Some countries have already imposed moratoria on new data centers due to pressure on the power grid. Others are relocating data infrastructure to areas with more sustainable energy (hydro, geothermal) or better natural cooling (cold climates, access to water).
Tech giants are taking the challenge seriously - attacking the problem from both ends:
Infrastructure efficiency: Better cooling systems, chip design, and energy-optimized data center architecture. E.g. the use of dedicated chips (ASICs, TPUs) optimized for specific software to improve efficiency.
Energy sourcing: Google’s data centers already operate at an average PUE of 1.09, among the best in the industry. Microsoft has signed a deal to power data centers with nuclear energy, and is investing in modular reactors and nuclear fusion technologies.
But hardware alone won’t solve it. It’s time to focus on software. Optimizing software for energy and resource efficiency is often overlooked in sustainability discussions. Yet, it offers massive untapped potential. Some examples:
Use AI to optimize resource consumption. See my blog "The Hidden Potential of AI: Minimizing Resource Consumption in Software" (https://bankloch.blogspot.com/2024/12/the-hidden-potential-of-ai-minimizing.html) for more info.
The size of even the simplest executable can vary massively depending on the language. For a "Hello World" binary, there is a huge variance in the size of the resulting binary depending on the underlying programming language, i.e. Rust: 3.6 MB, Go: 1.9 MB, C++: 17 KB, C: 16 KB and Assembly: 8.7 KB. There’s no reason why the compiled output (no matter the programming language) can’t be optimized to the level of assembler. Developers can enjoy the convenience of expressive source code, while compilers and optimizers ensure minimal binaries.
The average web page now weighs 1.5 to 2 MB - often just to display a few paragraphs and images. Excessive libraries, fonts, scripts and trackers inflate everything from bandwidth to storage and caching costs. With AI-assisted audits, code can be trimmed and rewritten for performance and size.
Binary delta patching: Most apps download entire packages for updates, even when changes are minor. AI-driven Binary delta patching — calculating the minimal binary change and delivering only the difference - slashes bandwidth and energy use across millions of devices.
Predictive applications: Imagine applications that understand their own usage patterns and adjust in real time, i.e. Identify rarely accessed files and move them to lower-energy storage tiers, Compress files that aren’t frequently used, Predict traffic spikes, spinning up or down resources accordingly or Adapt software behavior based on cloud provider infrastructure for maximum efficiency.

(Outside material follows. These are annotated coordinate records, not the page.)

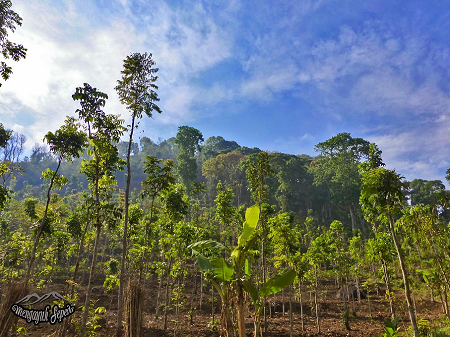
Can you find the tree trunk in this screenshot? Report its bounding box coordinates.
[314,267,320,333]
[116,113,135,337]
[236,280,245,337]
[25,156,63,283]
[81,226,102,337]
[388,210,419,337]
[381,259,395,319]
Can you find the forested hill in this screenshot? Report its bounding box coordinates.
[4,126,445,229]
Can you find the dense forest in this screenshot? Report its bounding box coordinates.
[0,103,450,336]
[0,2,450,337]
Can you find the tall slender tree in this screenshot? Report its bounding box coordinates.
[115,53,162,336]
[0,0,27,87]
[26,117,87,280]
[72,83,125,337]
[360,150,419,337]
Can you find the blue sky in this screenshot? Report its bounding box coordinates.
[0,0,450,181]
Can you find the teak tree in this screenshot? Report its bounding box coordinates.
[115,53,162,336]
[26,117,87,280]
[360,163,419,337]
[72,83,124,337]
[0,0,27,87]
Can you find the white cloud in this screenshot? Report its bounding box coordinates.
[0,0,230,152]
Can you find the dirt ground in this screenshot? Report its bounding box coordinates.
[3,278,443,337]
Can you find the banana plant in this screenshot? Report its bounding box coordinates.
[190,205,295,337]
[243,269,297,337]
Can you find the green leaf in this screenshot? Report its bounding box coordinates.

Not all applications need high-performance compute. Many can shift data to cold or glacier storage, compress logs, or run on leaner hardware. These changes not only reduce cost — they also cut energy consumption.
There’s a growing field of research around Green AI, i.e. developing AI models and systems that deliver similar results with less computation. For example: A study published on Data-Centric Green AI study shows that using smaller datasets, fewer features, and smart model compression energy use can drop by over 90%, often with minimal accuracy loss.
To accelerate this shift towards sustainable software, a few things must happen:
Make energy efficiency a KPI in software development. Just like performance or security.
Build tools and linters that analyze energy usage and suggest improvements.
Educate engineers on green development patterns — caching, compression, modular loading, etc.
Incentivize low-energy software with tax credits, grants, or certification programs for low-energy software.
Enforce transparency: require providers to disclose energy use, cooling efficiency, and carbon intensity.
AI doesn’t have to be the villain in the energy story. It can be the hero - if we focus not only on the infrastructure and hardware, but on the code itself.
We need to code for intelligence and efficiency. Because sustainability isn’t just about clean energy. It’s about writing better software - software that runs lean, fast, and green.